I have posted on here before about struggling with the same sin repeatedly, and for a while it had gotten better. Now I'm doing it again and again and again and every single time, I do it, feel ashamed, repent, then turn around and do it again. I know it's Satan influencing me, making me do it, helping me justify it. Then the Holy Spirit is coming into me and saying "This is wrong you shouldn't be doing it." Then the whole process starts all over again. I'm starting to feel trapped and the thing that most scares me is I may get to that point where I do it and I DON'T feel that feeling of "This is wrong you shouldn't be doing it."
Hi Samual,
Praise God that you want to choose to walk righteously before God and no longer repeating your sins. I am not sure what you are suffering from but I can empathise with you as once a upon a time, I have been falling into the same sins over and over again. Each time I fall into that dark hole, it seems deeper and darker; making it harder to climb out. I can share with you how I work on myself.
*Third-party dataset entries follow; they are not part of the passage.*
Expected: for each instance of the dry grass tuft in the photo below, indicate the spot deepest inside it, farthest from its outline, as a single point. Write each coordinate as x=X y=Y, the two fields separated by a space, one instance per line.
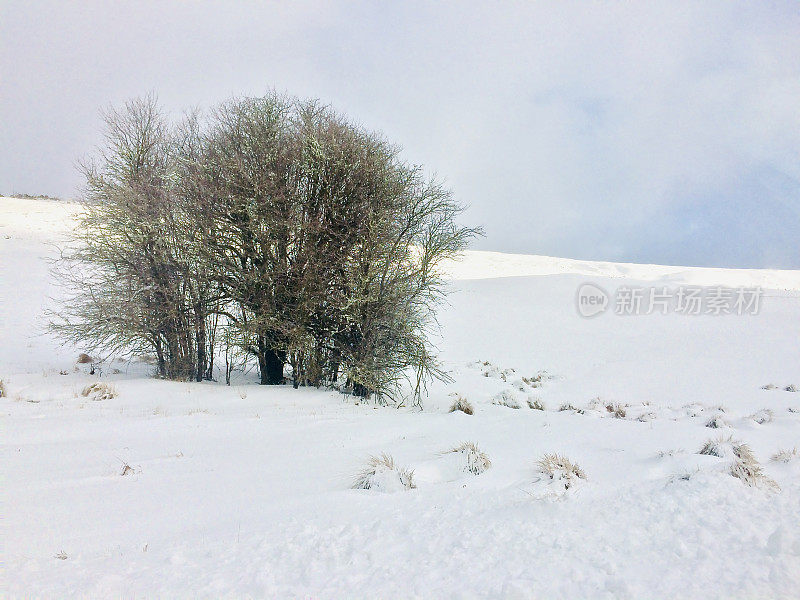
x=785 y=456
x=535 y=404
x=477 y=460
x=743 y=463
x=616 y=410
x=380 y=465
x=99 y=391
x=717 y=422
x=461 y=404
x=506 y=398
x=558 y=467
x=764 y=415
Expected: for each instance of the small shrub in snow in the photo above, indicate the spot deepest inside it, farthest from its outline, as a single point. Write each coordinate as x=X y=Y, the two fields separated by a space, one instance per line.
x=381 y=473
x=127 y=470
x=765 y=415
x=717 y=422
x=535 y=404
x=99 y=391
x=487 y=369
x=784 y=456
x=663 y=453
x=476 y=461
x=560 y=468
x=506 y=398
x=462 y=404
x=646 y=417
x=684 y=476
x=743 y=464
x=719 y=447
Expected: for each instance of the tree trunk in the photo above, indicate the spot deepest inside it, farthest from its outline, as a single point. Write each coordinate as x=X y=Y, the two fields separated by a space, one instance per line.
x=201 y=348
x=360 y=390
x=270 y=363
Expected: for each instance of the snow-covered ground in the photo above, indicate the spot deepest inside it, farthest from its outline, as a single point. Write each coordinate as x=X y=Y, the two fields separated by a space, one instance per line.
x=245 y=491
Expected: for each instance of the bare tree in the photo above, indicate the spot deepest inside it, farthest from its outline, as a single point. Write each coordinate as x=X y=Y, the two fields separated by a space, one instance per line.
x=303 y=236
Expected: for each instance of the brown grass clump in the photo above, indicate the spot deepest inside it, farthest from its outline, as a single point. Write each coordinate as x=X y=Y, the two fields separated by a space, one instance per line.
x=461 y=404
x=784 y=456
x=560 y=467
x=477 y=460
x=743 y=463
x=506 y=398
x=99 y=391
x=535 y=404
x=379 y=465
x=616 y=410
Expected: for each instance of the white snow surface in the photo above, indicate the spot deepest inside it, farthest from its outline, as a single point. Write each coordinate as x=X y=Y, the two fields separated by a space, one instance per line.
x=245 y=491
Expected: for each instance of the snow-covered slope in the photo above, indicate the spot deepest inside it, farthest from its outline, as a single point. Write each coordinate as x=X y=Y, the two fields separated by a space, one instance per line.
x=245 y=491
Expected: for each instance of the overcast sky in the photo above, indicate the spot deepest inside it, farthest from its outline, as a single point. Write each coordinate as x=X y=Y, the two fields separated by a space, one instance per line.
x=666 y=133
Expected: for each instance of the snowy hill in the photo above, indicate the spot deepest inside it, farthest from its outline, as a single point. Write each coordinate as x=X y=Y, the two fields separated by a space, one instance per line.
x=245 y=491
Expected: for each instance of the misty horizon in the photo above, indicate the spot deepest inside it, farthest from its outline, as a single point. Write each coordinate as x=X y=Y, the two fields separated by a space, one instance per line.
x=664 y=134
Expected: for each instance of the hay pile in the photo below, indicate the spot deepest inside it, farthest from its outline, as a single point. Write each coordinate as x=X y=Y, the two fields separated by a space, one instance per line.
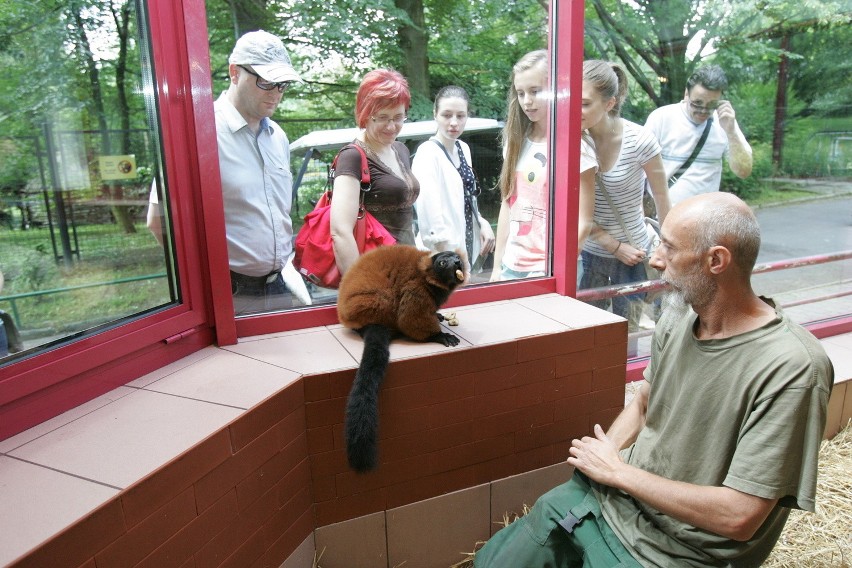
x=822 y=539
x=813 y=540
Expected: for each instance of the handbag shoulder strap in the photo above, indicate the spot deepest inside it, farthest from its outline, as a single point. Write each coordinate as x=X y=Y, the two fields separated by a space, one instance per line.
x=365 y=167
x=441 y=146
x=685 y=166
x=366 y=181
x=615 y=211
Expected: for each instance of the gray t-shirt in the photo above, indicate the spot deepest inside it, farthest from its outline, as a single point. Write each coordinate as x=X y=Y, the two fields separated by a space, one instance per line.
x=745 y=412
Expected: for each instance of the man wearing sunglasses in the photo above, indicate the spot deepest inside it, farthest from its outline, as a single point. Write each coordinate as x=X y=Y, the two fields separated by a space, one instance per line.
x=680 y=127
x=254 y=161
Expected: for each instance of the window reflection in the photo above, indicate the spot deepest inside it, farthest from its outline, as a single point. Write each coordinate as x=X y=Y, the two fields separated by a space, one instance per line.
x=318 y=116
x=775 y=137
x=79 y=155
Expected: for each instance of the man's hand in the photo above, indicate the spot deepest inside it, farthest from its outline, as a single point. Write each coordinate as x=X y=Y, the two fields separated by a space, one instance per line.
x=727 y=116
x=597 y=457
x=739 y=151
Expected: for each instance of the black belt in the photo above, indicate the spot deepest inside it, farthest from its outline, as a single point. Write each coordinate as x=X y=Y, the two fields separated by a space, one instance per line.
x=255 y=280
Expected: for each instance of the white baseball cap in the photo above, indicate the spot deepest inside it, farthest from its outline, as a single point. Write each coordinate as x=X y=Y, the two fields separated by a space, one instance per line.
x=266 y=55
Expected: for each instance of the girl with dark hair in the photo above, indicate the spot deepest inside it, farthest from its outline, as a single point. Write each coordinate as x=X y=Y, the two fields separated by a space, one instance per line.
x=447 y=212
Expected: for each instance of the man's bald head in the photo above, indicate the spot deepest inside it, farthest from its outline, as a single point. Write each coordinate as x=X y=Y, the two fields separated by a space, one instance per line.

I start off by praying to confess all the sins I've committed against God and ask Him for forgiveness. I then, surrender myself to God and ask for the Holy Spirit to guide me and lead me each day. I will then, read a chapter of the scripture a day - continuous from the previous chapter in the previous day.
I will start to look into my life to see when I will feel the urge to commit the sin. If it's because I have some extra time and that's when I commit the sin, I read the Psalms and do a paraphrase on the Psalm (one each day) to voice up my pain to God. As I go along, it helps me to build my relationship with God and slowly, I walk away from the sin. However, at times, the temptation do come back, when I realise I'm sinning again, I will pray to ask God to remove the thoughts from my mind.